We move on to create an `Item` object (see [docs](https://pystac.readthedocs.io/en/latest/api.html#item)), which will entail the asset we have previously defined (and potentially other assets). A STAC Items requires a bounding box and/or a geometry object, which we extract from the GeoTIFF. For the latter, we use `rasterio`'s `shapes` method to convert raster to vector information:  

In [5]:
# get tile bounds in WGS84, which is the standard in the GeoJSON format
bbox = bands.rio.transform_bounds("WGS84")
bbox

(-103.27724080817697,
 -75.56335580992435,
 -99.15858939334463,
 -74.49970054865628)

In [6]:
# determine footprint geometry
mask = bands.isnull()

polygons_and_values = shapes(
    mask.astype("int16").values,  # satisfy rasterio type requirements 
    transform=mask.rio.transform()
)
polygons = (shape(pol) for pol, val in polygons_and_values if val == 0.)
polygons = GeoSeries(polygons, crs=mask.spatial_ref.crs_wkt)
polygons = polygons.to_crs("WGS84")

geometry = mapping(polygons) if len(polygons)>1 else mapping(polygons[0])
geometry

{'type': 'Polygon',
 'coordinates': (((-99.15858939334463, -74.66974118070067),
   (-102.50015729056776, -74.49970054865628),
   (-103.27724080817697, -75.38244718914116),
   (-99.73727015169979, -75.56335580992435),
   (-99.15858939334463, -74.66974118070067)),)}

A datetime object (or a start/end datetime pair) is also required:

In [7]:
# for a mosaic, use earliest/latest datetimes of original images
start_datetime = datetime.datetime.fromisoformat("2019-11-01")
end_datetime = datetime.datetime.fromisoformat("2020-03-01") 

In [8]:
# create Item object
item = Item(
    id=item_id,
    geometry=geometry,
    bbox=bbox,
    datetime=None,  
    properties=dict(
        start_datetime=start_datetime.isoformat(),
        end_datetime=end_datetime.isoformat()   
    )
)

item.add_asset(asset_id, asset)
item

<Item id=PIG>

We then create a `Collection` object (docs [here](https://pystac.readthedocs.io/en/latest/api.html#collection)), which entails items that might be sharing some properties.
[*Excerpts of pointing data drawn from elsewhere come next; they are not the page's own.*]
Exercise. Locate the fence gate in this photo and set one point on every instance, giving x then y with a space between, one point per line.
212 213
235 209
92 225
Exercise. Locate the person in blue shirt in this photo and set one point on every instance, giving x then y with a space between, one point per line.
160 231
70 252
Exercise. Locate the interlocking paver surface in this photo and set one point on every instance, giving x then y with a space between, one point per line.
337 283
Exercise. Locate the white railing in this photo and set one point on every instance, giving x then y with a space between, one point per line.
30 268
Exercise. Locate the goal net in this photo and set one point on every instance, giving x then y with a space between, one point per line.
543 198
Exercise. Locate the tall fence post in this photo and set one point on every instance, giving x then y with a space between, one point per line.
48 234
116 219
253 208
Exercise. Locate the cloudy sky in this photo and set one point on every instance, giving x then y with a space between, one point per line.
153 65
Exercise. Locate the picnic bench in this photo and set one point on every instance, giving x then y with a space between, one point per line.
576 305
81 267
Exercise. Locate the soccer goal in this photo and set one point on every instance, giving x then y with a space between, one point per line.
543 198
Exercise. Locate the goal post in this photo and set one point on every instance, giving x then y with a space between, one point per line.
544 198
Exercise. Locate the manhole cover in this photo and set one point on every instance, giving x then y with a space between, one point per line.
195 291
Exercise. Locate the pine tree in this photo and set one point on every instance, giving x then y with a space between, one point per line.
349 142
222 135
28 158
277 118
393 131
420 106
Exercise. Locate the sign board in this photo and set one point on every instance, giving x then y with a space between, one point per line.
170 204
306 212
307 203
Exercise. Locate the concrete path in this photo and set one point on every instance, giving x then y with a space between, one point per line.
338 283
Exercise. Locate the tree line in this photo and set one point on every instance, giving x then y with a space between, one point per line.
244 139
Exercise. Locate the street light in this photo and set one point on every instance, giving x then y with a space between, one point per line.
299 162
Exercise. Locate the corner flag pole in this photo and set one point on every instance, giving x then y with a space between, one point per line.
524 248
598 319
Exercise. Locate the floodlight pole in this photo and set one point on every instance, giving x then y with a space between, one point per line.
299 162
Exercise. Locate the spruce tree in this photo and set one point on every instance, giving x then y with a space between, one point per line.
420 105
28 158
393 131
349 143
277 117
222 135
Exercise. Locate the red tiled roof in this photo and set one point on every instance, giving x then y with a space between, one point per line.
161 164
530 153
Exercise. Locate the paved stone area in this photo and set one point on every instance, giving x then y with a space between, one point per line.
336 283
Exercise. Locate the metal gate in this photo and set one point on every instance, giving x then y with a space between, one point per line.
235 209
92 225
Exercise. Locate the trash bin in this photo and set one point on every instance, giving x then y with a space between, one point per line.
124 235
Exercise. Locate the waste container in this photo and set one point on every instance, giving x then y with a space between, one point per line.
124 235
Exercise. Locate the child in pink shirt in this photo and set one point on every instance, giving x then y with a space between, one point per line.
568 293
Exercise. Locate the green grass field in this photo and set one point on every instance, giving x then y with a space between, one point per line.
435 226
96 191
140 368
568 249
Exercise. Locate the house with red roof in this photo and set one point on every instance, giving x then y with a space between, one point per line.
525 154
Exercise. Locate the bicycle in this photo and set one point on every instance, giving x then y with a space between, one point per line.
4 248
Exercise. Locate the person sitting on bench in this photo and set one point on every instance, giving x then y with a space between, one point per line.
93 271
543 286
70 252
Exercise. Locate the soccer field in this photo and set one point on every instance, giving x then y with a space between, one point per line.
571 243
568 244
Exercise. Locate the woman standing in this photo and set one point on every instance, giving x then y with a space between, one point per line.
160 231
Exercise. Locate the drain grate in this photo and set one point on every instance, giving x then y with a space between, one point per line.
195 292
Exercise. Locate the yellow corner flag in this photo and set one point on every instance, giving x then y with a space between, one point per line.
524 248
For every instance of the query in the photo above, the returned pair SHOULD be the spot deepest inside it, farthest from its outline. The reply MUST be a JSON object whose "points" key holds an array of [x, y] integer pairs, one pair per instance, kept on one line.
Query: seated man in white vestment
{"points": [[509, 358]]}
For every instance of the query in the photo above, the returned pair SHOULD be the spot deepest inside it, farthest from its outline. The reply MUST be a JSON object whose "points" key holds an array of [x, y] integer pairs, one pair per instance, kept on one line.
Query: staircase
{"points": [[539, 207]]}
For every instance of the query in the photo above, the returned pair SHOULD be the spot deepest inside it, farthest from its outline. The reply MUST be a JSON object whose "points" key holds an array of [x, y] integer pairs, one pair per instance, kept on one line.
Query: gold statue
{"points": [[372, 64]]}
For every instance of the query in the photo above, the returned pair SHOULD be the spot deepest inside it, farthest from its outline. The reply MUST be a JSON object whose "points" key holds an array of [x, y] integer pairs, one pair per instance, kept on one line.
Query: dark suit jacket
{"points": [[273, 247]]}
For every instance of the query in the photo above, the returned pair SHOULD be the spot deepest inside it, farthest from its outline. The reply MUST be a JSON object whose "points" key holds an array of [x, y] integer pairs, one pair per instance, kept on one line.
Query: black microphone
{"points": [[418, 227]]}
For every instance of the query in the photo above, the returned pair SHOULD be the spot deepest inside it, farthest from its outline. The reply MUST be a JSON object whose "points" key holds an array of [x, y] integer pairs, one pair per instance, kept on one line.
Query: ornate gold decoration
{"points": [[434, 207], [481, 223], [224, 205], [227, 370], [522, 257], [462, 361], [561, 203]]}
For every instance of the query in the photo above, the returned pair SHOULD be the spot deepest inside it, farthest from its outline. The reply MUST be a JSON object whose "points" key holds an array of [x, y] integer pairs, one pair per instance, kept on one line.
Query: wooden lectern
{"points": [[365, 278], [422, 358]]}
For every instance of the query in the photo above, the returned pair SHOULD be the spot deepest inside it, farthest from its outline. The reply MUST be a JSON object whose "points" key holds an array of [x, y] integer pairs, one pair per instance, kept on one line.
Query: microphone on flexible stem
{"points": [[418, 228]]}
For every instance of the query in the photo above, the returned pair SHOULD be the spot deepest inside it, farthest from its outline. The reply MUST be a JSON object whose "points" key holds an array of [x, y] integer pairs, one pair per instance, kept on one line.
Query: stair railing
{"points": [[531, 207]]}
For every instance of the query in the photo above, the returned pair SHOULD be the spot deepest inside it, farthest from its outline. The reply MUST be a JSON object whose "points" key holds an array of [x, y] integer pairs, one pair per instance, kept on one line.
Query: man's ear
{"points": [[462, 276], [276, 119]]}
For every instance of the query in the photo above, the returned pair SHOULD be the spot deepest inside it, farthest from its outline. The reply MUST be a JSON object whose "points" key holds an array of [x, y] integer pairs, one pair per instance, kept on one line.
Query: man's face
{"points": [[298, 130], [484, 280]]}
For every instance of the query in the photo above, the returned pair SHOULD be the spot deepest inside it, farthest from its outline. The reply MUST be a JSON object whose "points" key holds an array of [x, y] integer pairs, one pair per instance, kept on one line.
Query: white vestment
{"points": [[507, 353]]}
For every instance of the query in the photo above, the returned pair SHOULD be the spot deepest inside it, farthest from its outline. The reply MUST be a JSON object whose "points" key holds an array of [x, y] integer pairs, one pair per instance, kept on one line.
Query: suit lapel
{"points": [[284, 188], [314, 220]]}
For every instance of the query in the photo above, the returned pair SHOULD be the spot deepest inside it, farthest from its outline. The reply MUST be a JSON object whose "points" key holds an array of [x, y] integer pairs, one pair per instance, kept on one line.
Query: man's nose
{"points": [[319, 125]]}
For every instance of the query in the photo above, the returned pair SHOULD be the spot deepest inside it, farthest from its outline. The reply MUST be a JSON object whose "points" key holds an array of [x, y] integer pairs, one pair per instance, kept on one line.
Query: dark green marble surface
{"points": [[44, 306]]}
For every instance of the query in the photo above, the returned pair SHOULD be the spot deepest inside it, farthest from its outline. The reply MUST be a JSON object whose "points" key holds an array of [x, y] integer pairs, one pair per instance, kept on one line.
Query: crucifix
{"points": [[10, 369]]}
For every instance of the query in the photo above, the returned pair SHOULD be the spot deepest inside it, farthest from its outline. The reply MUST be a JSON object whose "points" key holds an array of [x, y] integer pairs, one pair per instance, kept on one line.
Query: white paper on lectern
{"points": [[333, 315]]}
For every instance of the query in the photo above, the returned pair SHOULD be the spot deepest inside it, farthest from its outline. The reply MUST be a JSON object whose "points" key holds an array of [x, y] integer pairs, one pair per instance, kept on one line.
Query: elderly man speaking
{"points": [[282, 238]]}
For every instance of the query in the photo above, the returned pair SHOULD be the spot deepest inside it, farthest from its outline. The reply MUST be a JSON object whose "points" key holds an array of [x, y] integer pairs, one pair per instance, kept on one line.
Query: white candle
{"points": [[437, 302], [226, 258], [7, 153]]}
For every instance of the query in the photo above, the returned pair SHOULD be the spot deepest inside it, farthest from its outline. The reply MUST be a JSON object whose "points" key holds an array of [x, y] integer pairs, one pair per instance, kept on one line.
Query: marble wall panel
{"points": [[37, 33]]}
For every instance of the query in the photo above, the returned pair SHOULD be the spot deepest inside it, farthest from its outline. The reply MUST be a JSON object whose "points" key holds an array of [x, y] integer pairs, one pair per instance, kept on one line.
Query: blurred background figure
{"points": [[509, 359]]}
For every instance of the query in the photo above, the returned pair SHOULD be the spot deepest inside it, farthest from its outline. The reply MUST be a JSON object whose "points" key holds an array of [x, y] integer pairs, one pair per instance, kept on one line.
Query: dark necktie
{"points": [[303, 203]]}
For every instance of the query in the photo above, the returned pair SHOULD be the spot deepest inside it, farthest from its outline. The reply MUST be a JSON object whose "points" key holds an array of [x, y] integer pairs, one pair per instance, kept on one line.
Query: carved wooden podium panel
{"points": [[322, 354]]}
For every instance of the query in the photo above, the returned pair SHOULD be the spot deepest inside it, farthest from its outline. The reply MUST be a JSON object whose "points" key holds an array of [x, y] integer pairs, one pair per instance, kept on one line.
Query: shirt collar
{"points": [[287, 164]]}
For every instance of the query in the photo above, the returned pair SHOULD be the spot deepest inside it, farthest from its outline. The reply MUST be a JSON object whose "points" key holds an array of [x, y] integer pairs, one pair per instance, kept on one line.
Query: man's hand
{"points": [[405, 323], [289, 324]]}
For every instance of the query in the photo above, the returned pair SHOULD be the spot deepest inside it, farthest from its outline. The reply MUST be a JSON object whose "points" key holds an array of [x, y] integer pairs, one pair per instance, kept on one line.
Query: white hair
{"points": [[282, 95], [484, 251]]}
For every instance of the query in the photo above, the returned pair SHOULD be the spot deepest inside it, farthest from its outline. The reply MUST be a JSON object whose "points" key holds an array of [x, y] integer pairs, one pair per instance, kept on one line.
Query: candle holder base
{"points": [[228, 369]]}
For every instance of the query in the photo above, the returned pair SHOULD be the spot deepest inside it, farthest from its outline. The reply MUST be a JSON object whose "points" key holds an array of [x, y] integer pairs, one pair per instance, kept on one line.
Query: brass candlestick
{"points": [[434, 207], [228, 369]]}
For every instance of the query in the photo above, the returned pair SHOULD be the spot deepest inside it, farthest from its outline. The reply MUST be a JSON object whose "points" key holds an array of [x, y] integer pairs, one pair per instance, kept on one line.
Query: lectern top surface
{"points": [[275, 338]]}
Spatial and temporal extent of the collection need to be provided:  

In [9]:
# for multiple items, determine overall extents
items = (item, )

# spatial extent
footprints = (shape(i.geometry).envelope for i in items)
collection_bbox = MultiPolygon(footprints).bounds
spatial_extent = pystac.SpatialExtent(bboxes=[collection_bbox])

# temporal extent
start = (i.properties.get('start_datetime', i.datetime) for i in items)
start = sorted(start)[0]
end = (i.properties.get('end_datetime', i.datetime) for i in items)
end = sorted(end)[-1]
temporal_extent = pystac.TemporalExtent(
    intervals=[[datetime.datetime.fromisoformat(start), 
                datetime.datetime.fromisoformat(end)]]
)

extent = pystac.Extent(spatial=spatial_extent, temporal=temporal_extent)

In [10]:
# create Collection object
collection = Collection(
    id=collection_id,
    description="Retiled Sentinel-2-L2A Images",
    extent=extent,
    license="CC-BY-SA-4.0"
)

collection.add_items(items)
collection

<Collection id=sentinel-2-L2A_retiled>

Finally, we add the collection to a `Catalog` object ([here](https://pystac.readthedocs.io/en/latest/api.html#catalog) are the docs), which represents the "root" of the structure:

In [11]:
# create Catalog object
catalog = Catalog(
    id=catalog_id,
    description="Retiled Satellite Images for Antartica Ice Shelfs"
)

catalog.add_child(collection)
catalog

<Catalog id=ice-shelfs-antartica_retiled>

In [12]:
catalog.describe()

* <Catalog id=ice-shelfs-antartica_retiled>
    * <Collection id=sentinel-2-L2A_retiled>
      * <Item id=PIG>


We save the catalog as a self-contained object, i.e. using relative links within its elements. In this way, one can move the catalog's path or share it with other users, it will always possible to read it:  

In [13]:
catalog.normalize_and_save(f'./{catalog_id}', 'SELF_CONTAINED')